Muzyka jest jednym z najpiękniejszych elementów życia. Wywołuje masę emocji i potrafi sprawić, że nawet w ciężkich chwilach poprawia nam się humor. Jedni znajdują ukojenie w słuchaniu ulubionych utworów, inni natomiast w graniu na instrumentach bądź śpiewaniu. Cudowne jest to, że poprzez tworzenie własnej muzyki, możemy przekazywać innym ludziom uczucia i dzielić się z nimi tym, co dla nas ważne. Myślę, że to jest to co kochają muzycy i właśnie to daje im natchnienie do dalszego tworzenia. Dodatkowego kopa dają fani, którzy swoją obecnością na koncertach dają niesamowite wsparcie. Z niezwykłego kontaktu z publicznością znany jest m.in. Freddy Mercury. Kojarzycie to nazwisko?
Queen to brytyjski zespół rockowy, którego nazwę kojarzy chyba każdy kto choć trochę interesuje się muzyką. Utworzony został w 1970 w Londynie przez Briana Maya, Rogera Taylora i Freddiego Mercury'ego. Basista John Deacon dołączył do grupy rok później. Choć Freddie Mercury był uważany za lidera grupy, często zaprzeczał temu, że jest ikoną zespołu i podkreślał, że wszyscy członkowie Queen są równi, wkładają tyle samo pracy i wysiłku w istnienie zespołu i mają takie same zasługi. Uważany za jeden z najwybitniejszych zespołów w historii rocka.

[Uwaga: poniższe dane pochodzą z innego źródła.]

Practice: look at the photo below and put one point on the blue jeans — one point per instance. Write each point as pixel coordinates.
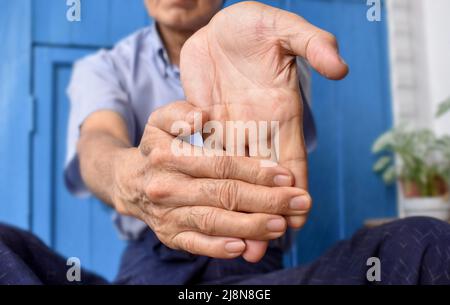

Peter Hince jest Brytyjczykiem, który przez wiele lat był szefem ekipy technicznej zespołu Queen. Pracował u boku członków zespołu, towarzyszył im podczas tras koncertowych i prac w studiu. Hince jest również fotografem, przez co miał okazję być autorem wielu zdjęć Freddiego Mercury oraz całego zespołu. Obecnie zajmuje się pisaniem i dalszym fotografowaniem. „Queen. Nieznana historia”, która wyszła spod jego pióra jest nietypową biografią zespołu Queen. Nie znajdziemy w niej suchych faktów, dat i nudnych informacji. Nie spotkamy się z monotonnym, bezbarwnym językiem, jakiego zresztą można by się spodziewać po „zwyczajnym” technicznym. Nie, Hince pisze z wprawą doświadczonego pisarza, z humorem i lekkością, której pozazdrościłby mu niejeden autor.
„Queen. Nieznana historia” to opowieść Petera Hince o swoim życiu u boku zespołu Queen. Do jego zadań należało przygotowywanie instrumentów do występów, mikrofonów dla wokalisty, czy chociażby dopilnowanie, aby na fortepianie zawsze stało coś do picia. Jak już wspomniałam, nie jest to zwyczajna biografia. Hince nie opisuje historii zespołu od A do Z, z wszystkimi szczegółami i drobiazgami. Spisał on fakty, które są dla niego najważniejsze, historię zespołu widzianą z jego perspektywy. Mamy okazję dowiedzieć się jak to wszystko wyglądało zza sceny, możemy zauważyć, że członkowie zespołu nie żyli samą muzyką, nie brakowało w ich codzienności alkoholu, narkotyków i kobiet. Poznajemy wiele nowych faktów z życia Queen, jednak autor nie wyciąga brudów na miarę kolorowego pisma. Ta książka to osobiste podsumowanie jego pracy z zespołem i bardzo świeże spojrzenie na tą grupę.
Genialnym dodatkiem do książki są zawarte w niej unikatowe zdjęcia robione przez samego Hince'a. Świetnie pasują do całości biografii, ukazują bowiem najlepsze chwile zespołu i sprawiają ogromną frajdę czytelnikowi. „Queen. Nieznana historia” to lektura obowiązkowa dla każdego fana Queen. Napisana lekko i z humorem, bardzo ciekawa i przyjemna, wyróżnia się na tle innych biografii. Polecam serdecznie!